Home Astellas The Parallels in Glaucoma and Geographic Atrophy

The Parallels in Glaucoma and Geographic Atrophy

Dr. Jessica Steen talks about the parallels beween GA and glaucoma
Dr. Steen

Jessica Steen, OD, FAAO, of Nova Southeastern University College of Optometry and attending optometric physician at the college’s Eye Care Institute, says that careful evaluation of the retina, including the macula, is an integral part of a comprehensive eye exam. As director of the glaucoma service, she and other clinicians in this specialty practice often manage older individuals who are also at greater risk for macular diseases. Early detection is crucial for achieving the best possible outcomes. With diseases like glaucoma and geographic atrophy (GA), identifying the condition early allows for timely intervention, which can slow the progression and improve long-term management.

Since the introduction of two therapies for GA, there’s a new urgency. “Whenever there is a therapeutic option for a disease state where there hadn’t been one, it requires us to address our current practice and referral patterns. We previously discussed GA as a chronic ocular disease that we monitor and co-manage only with low-vision specialists. Now, in addition we have a therapeutic option that can meaningfully slow progression.”


OCT image. caption describes the 2 biomarkers that could indicate GA
OCT image by Dr. Mark Dunbar. Arrow 1 points to hyperchoroidal transmission and arrow 2 shows RPE, photoreceptor and choriocapillaris layer loss. Courtesy of Astellas.

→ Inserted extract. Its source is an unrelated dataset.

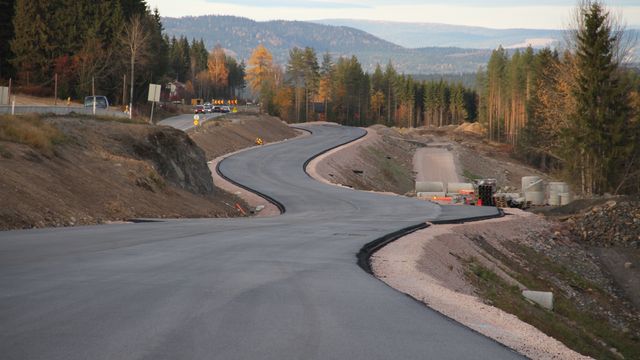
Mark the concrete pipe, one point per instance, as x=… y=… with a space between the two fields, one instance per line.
x=430 y=195
x=565 y=198
x=532 y=183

At the same time, diagnostic technology such as optical coherence tomography (OCT) and fundus autofluorescence have revolutionized how eye care professionals (ECPs) detect and monitor diseases like GA and age-related macular degeneration (AMD). These tools allow for the identification of specific biomarkers that indicate disease presence and progression risk.

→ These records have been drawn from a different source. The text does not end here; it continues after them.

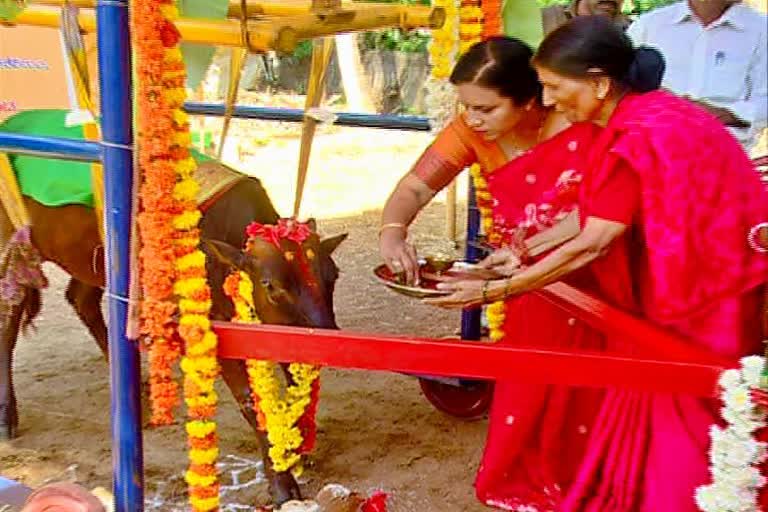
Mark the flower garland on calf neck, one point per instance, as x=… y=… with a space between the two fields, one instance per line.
x=172 y=263
x=288 y=420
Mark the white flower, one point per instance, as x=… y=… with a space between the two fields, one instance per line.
x=735 y=454
x=752 y=370
x=730 y=378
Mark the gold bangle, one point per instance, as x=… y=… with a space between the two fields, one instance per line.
x=389 y=225
x=507 y=284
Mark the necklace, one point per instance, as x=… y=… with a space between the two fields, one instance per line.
x=515 y=149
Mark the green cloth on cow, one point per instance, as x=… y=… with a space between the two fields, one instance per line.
x=522 y=19
x=48 y=181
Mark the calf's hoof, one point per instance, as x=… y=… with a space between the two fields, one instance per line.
x=8 y=431
x=283 y=487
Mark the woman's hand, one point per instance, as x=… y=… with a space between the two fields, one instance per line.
x=504 y=261
x=469 y=293
x=398 y=254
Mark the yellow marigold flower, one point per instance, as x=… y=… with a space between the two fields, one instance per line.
x=194 y=306
x=186 y=220
x=207 y=365
x=204 y=505
x=187 y=287
x=186 y=167
x=173 y=55
x=186 y=190
x=194 y=259
x=200 y=428
x=195 y=320
x=204 y=456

“OCT has changed the way we manage disease. In AMD, we are looking for biomarkers that are indicative of the risk of progression to GA like calcific drusen, subretinal drusenoid deposits and hyperreflective foci. In GA, we look for choroidal hyper-transmission with complete RPE and outer retinal atrophy. When we see choroidal hyper-transmission as bright areas of light passing into the choroid, it signals that the RPE is damaged or absent,” she says.

fundus autofluoresence image. caption describes the two biomarkers for GA
FAF image by Dr. Mark Dunbar. Arrow 1 shows hypofluorescence with a sharply demarcated border. Arrow 2 points to hypofluorescence surrounding atropic lesion that can indicate lipofuscin accumulation and is prognostic of GA progression. Image courtesy of Astellas.

Fundus autofluorescence is another very valuable tool, she says. “A signal is created by lipofuscin in RPE cells, which is a byproduct of photoreceptor metabolism. When there is pathology and those RPE cells are sick or stressed, lipofuscin accumulates, so it creates a very strong bright signal, hyperfluorescence. In GA, due to the absence of RPE cells and therefore absence of lipofuscin, hypofluorescence is observed.”

“The early identification and management of any ocular disease process is the aim of optometry. We are experienced in the diagnosis and management of chronic ocular diseases, and the interpretation and application of functional and structural testing. So there certainly is room for the diagnosis and early discussion of GA in a comprehensive eye care practice,” she says.


While it may be a different conversation with patients than in previous years, it’s still a particularly important one. “For patients who have a chronic ocular condition, like glaucoma, there are so many parallels to GA. The goal of treatment is not to cure the disease or reverse damage or even halt disease progression – It’s about slowing the disease progression in an individualized and meaningful way,” she says.

Dr. Steen starts with the recognition of GA. “What I see as my role is to diagnose the disease process and discuss the potential treatment options. It’s day one of a conversation that is ongoing. The patient can opt not to be referred, but each patient should know what options exist.”

In a clear and empathetic way, she also emphasizes the importance of adherence to prescribed therapies. She wants to build a trusting relationship with patients.


Bringing in retinal specialists is, of course, central to treatment for these patients. “It’s important to know that your referrals will be appropriate. Ask what therapies retinal specialists are using and what their criteria are for therapy are,” she suggests.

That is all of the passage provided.